= Edgar Riek =

Australian entomologist and invertebrate zoologist

Edgar Frederick Riek (1920–2016) was an Australian entomologist and invertebrate zoologist known for his research on fossil insects and the taxonomy of freshwater crayfish. He later became known as prominent viticulturist and winemaker. Affiliated with the CSIRO for over 30 years, he wrote the first pocket field guide to Australian insects, described over 230 species, and is commemorated in the names of over 80 species. After retiring from the CSIRO he became a noted figure in the Australian wine industry, co-founding the Canberra and District Vignerons Association and receiving the Order of Australia Medal (1996) for his work.

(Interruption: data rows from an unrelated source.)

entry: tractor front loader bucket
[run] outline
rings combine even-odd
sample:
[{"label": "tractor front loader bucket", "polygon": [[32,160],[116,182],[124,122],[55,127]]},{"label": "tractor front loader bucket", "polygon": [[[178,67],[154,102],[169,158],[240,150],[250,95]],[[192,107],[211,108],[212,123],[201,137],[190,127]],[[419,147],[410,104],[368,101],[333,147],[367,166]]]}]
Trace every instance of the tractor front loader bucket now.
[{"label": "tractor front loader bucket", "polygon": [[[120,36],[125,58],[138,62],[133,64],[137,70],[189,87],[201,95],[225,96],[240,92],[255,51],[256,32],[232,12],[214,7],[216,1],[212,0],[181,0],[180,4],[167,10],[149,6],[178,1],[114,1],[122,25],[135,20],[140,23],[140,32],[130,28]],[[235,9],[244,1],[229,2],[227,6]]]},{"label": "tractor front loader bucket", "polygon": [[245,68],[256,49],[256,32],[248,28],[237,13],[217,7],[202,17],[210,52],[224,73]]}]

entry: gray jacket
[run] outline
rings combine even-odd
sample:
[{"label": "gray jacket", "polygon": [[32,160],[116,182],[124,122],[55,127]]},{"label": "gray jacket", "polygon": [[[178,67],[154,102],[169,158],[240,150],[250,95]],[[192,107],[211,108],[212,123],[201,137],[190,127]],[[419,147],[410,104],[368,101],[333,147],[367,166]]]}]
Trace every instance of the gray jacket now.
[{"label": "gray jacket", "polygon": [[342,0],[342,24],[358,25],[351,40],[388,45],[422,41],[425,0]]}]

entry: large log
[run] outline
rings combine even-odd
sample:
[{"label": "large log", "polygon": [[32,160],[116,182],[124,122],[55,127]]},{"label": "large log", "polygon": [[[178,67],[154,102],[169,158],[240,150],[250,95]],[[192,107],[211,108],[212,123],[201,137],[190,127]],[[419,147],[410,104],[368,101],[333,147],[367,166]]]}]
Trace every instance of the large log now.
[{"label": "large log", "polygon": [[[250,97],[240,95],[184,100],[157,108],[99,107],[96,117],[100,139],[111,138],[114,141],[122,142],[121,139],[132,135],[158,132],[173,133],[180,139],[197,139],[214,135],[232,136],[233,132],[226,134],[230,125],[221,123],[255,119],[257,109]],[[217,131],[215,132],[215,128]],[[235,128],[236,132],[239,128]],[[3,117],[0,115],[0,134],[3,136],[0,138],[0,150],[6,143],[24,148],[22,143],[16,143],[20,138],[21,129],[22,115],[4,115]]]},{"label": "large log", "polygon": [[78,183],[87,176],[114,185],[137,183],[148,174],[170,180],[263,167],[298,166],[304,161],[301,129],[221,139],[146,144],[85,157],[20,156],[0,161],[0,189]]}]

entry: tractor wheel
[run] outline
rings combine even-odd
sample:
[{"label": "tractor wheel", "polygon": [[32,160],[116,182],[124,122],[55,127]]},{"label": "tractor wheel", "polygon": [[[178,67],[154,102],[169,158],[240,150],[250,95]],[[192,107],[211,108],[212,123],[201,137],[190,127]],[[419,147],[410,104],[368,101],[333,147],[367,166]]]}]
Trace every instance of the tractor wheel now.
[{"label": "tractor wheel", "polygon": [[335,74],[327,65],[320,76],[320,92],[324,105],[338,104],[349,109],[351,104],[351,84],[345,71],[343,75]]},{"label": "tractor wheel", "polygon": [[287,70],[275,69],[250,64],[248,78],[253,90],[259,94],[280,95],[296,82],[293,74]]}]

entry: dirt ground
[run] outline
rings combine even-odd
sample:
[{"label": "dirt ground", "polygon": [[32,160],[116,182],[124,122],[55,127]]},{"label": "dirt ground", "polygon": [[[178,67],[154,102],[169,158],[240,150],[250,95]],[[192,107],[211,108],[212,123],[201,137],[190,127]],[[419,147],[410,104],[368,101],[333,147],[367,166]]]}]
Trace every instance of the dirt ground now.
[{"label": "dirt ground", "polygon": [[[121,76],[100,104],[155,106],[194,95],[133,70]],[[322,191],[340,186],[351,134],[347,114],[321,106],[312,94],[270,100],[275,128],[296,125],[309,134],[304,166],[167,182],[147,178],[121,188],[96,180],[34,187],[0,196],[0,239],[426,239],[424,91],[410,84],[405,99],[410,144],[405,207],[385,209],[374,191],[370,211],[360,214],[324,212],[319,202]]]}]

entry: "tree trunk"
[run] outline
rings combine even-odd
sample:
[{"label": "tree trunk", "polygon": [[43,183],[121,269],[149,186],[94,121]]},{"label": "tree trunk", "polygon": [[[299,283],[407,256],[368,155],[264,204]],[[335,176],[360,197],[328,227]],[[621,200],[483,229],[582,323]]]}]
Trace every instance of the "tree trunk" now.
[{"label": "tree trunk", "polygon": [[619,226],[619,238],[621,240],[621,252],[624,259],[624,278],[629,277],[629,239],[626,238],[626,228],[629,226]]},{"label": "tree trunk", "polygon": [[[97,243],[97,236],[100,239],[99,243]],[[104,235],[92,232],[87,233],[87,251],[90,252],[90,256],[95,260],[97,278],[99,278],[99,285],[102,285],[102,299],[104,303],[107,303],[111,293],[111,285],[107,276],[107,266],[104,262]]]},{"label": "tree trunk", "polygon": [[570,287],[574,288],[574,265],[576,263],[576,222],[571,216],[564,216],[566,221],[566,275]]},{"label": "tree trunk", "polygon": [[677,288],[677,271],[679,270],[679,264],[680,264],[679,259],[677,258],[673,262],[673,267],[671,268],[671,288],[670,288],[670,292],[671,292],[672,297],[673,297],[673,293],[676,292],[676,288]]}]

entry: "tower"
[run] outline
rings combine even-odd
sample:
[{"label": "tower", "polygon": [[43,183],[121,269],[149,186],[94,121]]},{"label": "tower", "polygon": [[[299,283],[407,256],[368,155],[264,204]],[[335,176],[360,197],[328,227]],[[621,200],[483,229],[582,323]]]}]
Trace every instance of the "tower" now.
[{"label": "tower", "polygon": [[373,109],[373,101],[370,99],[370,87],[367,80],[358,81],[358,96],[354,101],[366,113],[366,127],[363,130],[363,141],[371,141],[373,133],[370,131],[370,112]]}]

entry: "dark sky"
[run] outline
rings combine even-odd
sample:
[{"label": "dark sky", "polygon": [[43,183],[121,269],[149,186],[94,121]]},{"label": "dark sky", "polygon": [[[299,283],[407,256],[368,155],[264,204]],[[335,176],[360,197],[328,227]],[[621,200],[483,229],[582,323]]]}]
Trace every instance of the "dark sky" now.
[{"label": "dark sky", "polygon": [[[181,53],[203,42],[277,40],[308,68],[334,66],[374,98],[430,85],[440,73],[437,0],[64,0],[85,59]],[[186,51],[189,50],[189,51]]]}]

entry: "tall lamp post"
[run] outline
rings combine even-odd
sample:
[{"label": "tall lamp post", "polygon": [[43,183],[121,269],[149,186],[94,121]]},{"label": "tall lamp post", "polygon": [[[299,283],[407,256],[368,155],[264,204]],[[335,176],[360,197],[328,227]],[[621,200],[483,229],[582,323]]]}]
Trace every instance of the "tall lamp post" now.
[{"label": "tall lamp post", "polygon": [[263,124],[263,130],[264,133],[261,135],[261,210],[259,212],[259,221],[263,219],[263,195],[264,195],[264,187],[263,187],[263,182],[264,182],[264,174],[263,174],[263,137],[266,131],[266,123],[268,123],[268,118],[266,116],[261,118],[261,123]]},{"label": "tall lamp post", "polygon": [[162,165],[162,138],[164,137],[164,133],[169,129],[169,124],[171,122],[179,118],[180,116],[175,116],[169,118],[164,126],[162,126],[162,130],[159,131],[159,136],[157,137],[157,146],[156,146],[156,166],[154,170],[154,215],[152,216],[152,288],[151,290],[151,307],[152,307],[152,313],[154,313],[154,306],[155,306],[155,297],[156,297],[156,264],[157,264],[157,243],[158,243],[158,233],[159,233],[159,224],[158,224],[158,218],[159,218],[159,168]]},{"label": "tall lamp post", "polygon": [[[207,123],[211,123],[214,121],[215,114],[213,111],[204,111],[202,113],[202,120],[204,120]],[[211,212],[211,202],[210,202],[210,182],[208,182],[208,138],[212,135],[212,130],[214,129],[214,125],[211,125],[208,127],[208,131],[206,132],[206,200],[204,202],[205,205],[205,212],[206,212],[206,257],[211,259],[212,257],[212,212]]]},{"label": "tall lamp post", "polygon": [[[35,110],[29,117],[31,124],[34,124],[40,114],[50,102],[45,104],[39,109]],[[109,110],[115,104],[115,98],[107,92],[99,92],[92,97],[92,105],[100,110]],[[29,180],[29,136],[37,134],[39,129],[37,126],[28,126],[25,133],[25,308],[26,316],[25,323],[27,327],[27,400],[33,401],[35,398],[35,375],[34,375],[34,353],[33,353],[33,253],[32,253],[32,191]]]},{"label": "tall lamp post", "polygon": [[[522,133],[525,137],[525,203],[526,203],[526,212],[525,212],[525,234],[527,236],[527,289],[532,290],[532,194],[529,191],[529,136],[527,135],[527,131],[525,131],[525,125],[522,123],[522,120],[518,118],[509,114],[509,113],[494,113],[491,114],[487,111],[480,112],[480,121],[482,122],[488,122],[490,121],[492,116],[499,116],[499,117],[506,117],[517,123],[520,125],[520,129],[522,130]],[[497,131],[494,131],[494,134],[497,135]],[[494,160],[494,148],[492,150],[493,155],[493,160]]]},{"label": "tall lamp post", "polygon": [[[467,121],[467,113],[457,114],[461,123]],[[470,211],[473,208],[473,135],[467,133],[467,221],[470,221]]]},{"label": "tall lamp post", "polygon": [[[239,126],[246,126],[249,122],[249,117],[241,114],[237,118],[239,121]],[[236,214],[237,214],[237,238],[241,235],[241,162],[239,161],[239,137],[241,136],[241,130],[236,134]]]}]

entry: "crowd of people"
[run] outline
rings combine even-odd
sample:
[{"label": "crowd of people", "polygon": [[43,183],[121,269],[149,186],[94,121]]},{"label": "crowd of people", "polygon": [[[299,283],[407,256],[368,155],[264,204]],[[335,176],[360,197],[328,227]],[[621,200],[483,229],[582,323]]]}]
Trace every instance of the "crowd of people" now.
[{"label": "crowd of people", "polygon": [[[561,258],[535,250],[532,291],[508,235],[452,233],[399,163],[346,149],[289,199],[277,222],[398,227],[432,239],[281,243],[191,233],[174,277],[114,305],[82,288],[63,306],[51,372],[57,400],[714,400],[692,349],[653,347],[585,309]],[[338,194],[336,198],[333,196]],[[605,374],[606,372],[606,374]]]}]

Edgar Riek was born 1 May 1920 in Napier, New Zealand, to Australian parents. He was raised in Caboolture, Queensland, attended Brisbane Grammar School, and entered the University of Queensland in 1939 where he worked as an assistant in the Geology Department. He majored in Geology and Biology, earned a B.S. from the University of Queensland in 1942, and taught zoology there from 1943 to 1945 while earning a M.S. on freshwater animals of Queensland, awarded 1946. In 1945 he joined the Council of Scientific and Industrial Research, a precursor to the CSIRO, as an assistant in the Division of Economic Entomology in Canberra. He retired in 1976.